Favre, who has started a remarkable 224 straight games, has decided to try to get rid of last season's sour taste by returning to the Packers.

"I don't agree with people who were against Brett coming back or who think he should have retired because they didn't think the Packers were going to be very good," Aikman said. "If Brett loves playing the game, he should play. If you want to argue that you don't think he can play at the same level he once did, that's fine."

But Aikman believes Favre can win if he has the right parts around him.

"He's always taken chances," Aikman said. "When you start to struggle as a team and the talent around you isn't as good, that kind of stuff becomes more profound.

"I think the Packers' problems really started when their offensive line got dismantled. When they lost Mike Wahle and Marco Rivera, they started to struggle. I don't buy into the idea that Brett can't play anymore."

Even if Favre doesn't have the players around him and even if the Packers don't recapture the glory they once had with No. 4 at quarterback, the legacy, according to Aikman, will remain unchanged.

"A lot of people thought Emmitt Smith should have retired after the Cowboys decided to go in a different direction and let him go," Aikman said. "When people look back on his career, they're not going to remember that he spent two tough years in Arizona. Nobody remembers Johnny Unitas in a San Diego uniform."

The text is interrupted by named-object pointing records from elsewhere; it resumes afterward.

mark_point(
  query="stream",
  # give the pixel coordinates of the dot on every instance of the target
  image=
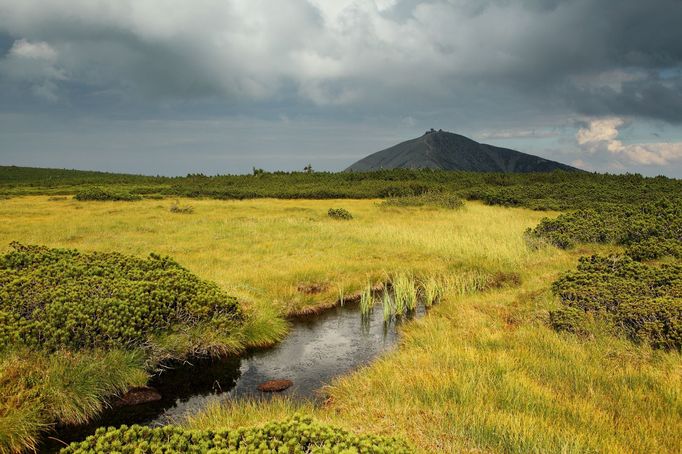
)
(317, 349)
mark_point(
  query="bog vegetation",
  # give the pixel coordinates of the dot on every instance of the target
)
(59, 298)
(298, 434)
(564, 339)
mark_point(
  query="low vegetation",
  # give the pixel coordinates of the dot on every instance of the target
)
(339, 213)
(620, 293)
(176, 207)
(504, 362)
(641, 301)
(427, 199)
(77, 328)
(298, 434)
(540, 191)
(105, 194)
(61, 298)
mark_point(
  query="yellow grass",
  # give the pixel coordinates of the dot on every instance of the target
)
(481, 372)
(262, 250)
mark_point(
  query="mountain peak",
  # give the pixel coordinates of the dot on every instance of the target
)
(438, 149)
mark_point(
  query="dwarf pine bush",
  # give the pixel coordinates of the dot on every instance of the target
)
(55, 298)
(298, 434)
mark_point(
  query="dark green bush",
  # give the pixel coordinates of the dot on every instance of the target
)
(570, 319)
(105, 194)
(428, 199)
(296, 435)
(181, 209)
(339, 213)
(54, 298)
(649, 231)
(644, 302)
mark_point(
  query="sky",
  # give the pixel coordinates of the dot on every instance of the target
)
(172, 87)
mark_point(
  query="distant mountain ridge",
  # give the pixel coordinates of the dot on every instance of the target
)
(448, 151)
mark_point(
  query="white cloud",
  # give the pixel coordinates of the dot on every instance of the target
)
(601, 136)
(38, 51)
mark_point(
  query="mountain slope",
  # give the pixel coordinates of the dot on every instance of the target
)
(445, 150)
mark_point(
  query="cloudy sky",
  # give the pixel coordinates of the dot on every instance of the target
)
(218, 86)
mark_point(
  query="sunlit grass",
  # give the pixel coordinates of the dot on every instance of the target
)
(481, 372)
(262, 250)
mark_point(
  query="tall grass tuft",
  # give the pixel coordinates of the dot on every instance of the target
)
(432, 289)
(342, 293)
(366, 300)
(387, 305)
(469, 282)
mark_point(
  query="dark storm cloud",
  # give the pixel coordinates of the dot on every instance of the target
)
(468, 65)
(339, 53)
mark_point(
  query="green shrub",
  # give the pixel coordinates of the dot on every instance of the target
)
(181, 209)
(429, 199)
(339, 213)
(649, 231)
(298, 434)
(105, 194)
(644, 302)
(53, 298)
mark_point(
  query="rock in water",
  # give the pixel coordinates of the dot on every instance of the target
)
(137, 396)
(275, 386)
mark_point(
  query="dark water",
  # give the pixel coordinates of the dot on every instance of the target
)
(317, 349)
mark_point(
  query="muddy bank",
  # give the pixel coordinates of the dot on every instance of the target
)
(318, 348)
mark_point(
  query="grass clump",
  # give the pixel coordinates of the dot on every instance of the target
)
(339, 213)
(105, 194)
(366, 300)
(181, 209)
(297, 434)
(40, 388)
(643, 302)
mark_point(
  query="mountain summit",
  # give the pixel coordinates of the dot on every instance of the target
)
(448, 151)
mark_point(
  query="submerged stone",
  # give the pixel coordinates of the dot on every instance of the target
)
(137, 396)
(271, 386)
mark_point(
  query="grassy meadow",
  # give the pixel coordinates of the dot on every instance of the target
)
(482, 372)
(267, 252)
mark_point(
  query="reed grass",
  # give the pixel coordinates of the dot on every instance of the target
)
(366, 300)
(481, 373)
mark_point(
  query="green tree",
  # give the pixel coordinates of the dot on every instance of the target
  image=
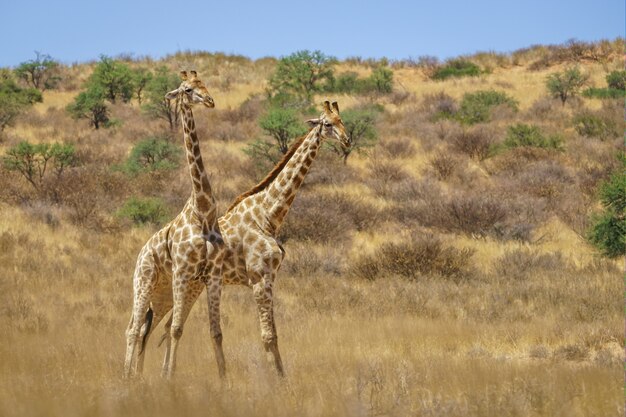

And so Brett Favre plays on.

Packnut
10-01-2006, 11:29 AM
As they should be nice. Thanks for the link.



My pleasure.

MJZiggy
10-01-2006, 11:54 AM
Very nice piece.

Harlan Huckleby
10-01-2006, 01:46 PM
I wanted to trade Favre last Spring. But now I have a hunch the team could go winless without him, that wouldn't be a good step for the franchise.

BF4MVP
10-01-2006, 03:48 PM
Nice article.

FritzDontBlitz
10-02-2006, 12:50 PM
its a setup.

MJZiggy
10-02-2006, 12:55 PM
Setup for what?

GoPack06
10-02-2006, 02:03 PM
well you know a fan didnt write it. Worst fans in all of sports.

FavreChild
10-02-2006, 02:17 PM
Well, it was in the Inquirer, so that's pretty legitimate.

I will say that I live in what could loosely be defined as Eagle Territory, and I am wearing extensive Packer gear today. Haven't heard one negative comment. Some Iggle fan friends of mine are in fact not too confident about tonight, especially with their injuries.

So give the Beagle fans a *little* credit. (Not too much, though). :wink:

GBRulz
10-02-2006, 02:49 PM
Great article.

I wonder though, what team was Aikman in negotiations with for an entire off-season, but didn't sign him?

MasonCrosby
10-02-2006, 02:53 PM
Well, it was in the Inquirer, so that's pretty legitimate.

I will say that I live in what could loosely be defined as Eagle Territory, and I am wearing extensive Packer gear today. Haven't heard one negative comment. Some Iggle fan friends of mine are in fact not too confident about tonight, especially with their injuries.

So give the Beagle fans a *little* credit. (Not too much, though). :wink:

really! man i've been heckled all day by the ones i know!

Kiwon
10-02-2006, 05:36 PM
The Philly press has been very nice to Brett all week long.

They should be nice after the way that Brett and his family were trashed in 2003. Brett showed a lot of class by not making a big deal out of it. I don't think that many other superstars would have let that pass without making a big stink about it.